Diagnosing Odd Packet Loss
Posted on 2009-02-20
A recent problem with a client has me stumped so any advice would be appreciated.
1. The network topology looks like this:
T1 into Router into PowerConnect 48port switch in unmanaged mode.
Powerconnect into 2 other PowerConnects in other locations (24ports not managed)
Server1: SecondaryDC and DNS
Server2: Primary DC and DNS
Server 3: Application and DHCP
(we were brought into this case with no prior experience so no idea why DHCP is not with either of the DC's)
2. The problem:
A continuous ping to ANY internal resource has no packet loss. I can run it for hours. This is true of all the servers and LAN side devices.
A ping to our ISP Gateway (64.x.x.x.) or anything beyond that (internet) displays variable 50-100% packet loss. Surfing is occasionally doable. DNS lookups are quick even for non-internally cached addresses.
3. The steps I have taken thus far are:
1. Plug laptop directly into T1 line. No packet loss so ISP is not the problem.
2. Swapped routers. Symptoms are the same.
3. Swapped cable between router and T1. Symptoms are the same.
3. Began testing one patch cable at a time from the LAN side into a spare switch connected to the router. Certain PC's immediately introduce the packet loss while others don't. For example, Server2 does not introduce this behavior, but 1 and 3 do.

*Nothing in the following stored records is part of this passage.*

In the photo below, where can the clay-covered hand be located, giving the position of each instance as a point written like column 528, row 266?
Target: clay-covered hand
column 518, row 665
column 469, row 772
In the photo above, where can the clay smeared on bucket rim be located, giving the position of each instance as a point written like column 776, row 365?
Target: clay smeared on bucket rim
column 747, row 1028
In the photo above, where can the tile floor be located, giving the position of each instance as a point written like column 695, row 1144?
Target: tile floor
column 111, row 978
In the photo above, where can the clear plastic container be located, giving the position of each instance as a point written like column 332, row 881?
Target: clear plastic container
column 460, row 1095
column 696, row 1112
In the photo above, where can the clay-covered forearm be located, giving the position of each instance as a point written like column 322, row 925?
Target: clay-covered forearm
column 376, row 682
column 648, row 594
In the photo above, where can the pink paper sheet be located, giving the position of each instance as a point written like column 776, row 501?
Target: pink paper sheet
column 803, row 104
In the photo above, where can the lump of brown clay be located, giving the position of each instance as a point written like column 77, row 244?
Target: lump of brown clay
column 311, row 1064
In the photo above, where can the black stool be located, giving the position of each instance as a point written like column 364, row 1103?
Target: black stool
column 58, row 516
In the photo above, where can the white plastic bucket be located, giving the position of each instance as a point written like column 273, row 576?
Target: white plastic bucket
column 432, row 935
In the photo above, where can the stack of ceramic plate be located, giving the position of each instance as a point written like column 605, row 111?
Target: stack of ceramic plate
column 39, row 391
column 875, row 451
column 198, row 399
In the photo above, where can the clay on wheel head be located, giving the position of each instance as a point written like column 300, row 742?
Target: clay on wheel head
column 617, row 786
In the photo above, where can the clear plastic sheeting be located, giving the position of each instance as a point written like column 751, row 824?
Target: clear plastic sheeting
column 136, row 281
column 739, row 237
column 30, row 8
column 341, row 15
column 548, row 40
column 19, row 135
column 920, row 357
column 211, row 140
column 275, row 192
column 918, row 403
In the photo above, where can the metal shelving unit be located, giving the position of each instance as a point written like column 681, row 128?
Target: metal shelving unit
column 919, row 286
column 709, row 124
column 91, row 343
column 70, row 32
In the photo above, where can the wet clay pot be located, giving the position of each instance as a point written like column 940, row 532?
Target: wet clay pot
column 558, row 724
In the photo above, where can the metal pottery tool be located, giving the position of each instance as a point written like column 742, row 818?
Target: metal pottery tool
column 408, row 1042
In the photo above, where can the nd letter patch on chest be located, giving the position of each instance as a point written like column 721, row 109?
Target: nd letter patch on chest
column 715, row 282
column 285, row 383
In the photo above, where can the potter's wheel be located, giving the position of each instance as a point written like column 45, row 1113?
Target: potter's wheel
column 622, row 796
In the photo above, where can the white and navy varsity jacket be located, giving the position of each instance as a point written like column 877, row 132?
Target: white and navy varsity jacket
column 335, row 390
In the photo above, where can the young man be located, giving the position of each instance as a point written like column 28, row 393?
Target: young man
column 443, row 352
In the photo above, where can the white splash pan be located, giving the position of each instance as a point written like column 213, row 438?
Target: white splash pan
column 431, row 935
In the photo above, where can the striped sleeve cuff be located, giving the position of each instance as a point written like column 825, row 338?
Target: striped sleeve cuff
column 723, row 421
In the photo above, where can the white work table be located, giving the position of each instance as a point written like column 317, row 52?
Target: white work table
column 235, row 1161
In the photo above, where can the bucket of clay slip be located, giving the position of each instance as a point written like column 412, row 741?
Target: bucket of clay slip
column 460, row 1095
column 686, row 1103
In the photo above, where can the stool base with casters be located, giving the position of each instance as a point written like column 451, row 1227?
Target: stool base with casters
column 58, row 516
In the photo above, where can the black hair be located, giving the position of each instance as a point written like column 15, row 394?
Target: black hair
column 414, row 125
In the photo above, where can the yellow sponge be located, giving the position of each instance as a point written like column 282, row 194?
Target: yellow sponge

4. In the course of troublehshooting, numerous viruses including a new one containing wmisys.exe and wmisync.exe was discovered on some machines. TrendMicro Enterprise AV claims to have removed it and the processes under the wmisys.exe and wmisync.exe names are no longer running. All other viruses were cleaned and quarantined successfully.
The item that is boggling my mind is how can a LAN device create packet loss to our ISP gateway but not any internal device? I would think if there were packet storming, viruses, bad cables, wet fiber repeaters, bad NIC's, etc. causing the problem, there would be internal connectivty loss too. The DNS zones are set correctly (forward and reverse), there's no DHCP error messages about duplicate addresses, the scope options are set correctly, etc. It really is driving me bonkers.
I have not discovered a common thread amongst the devices (win2k, winxp, win2k3) that cause this behavior and ones that don't.
Thanks very much for any advice or suggestions. I'm preparing a kit including cable testers and Wireshark for Monday but wanted to go in as fully armed as possible.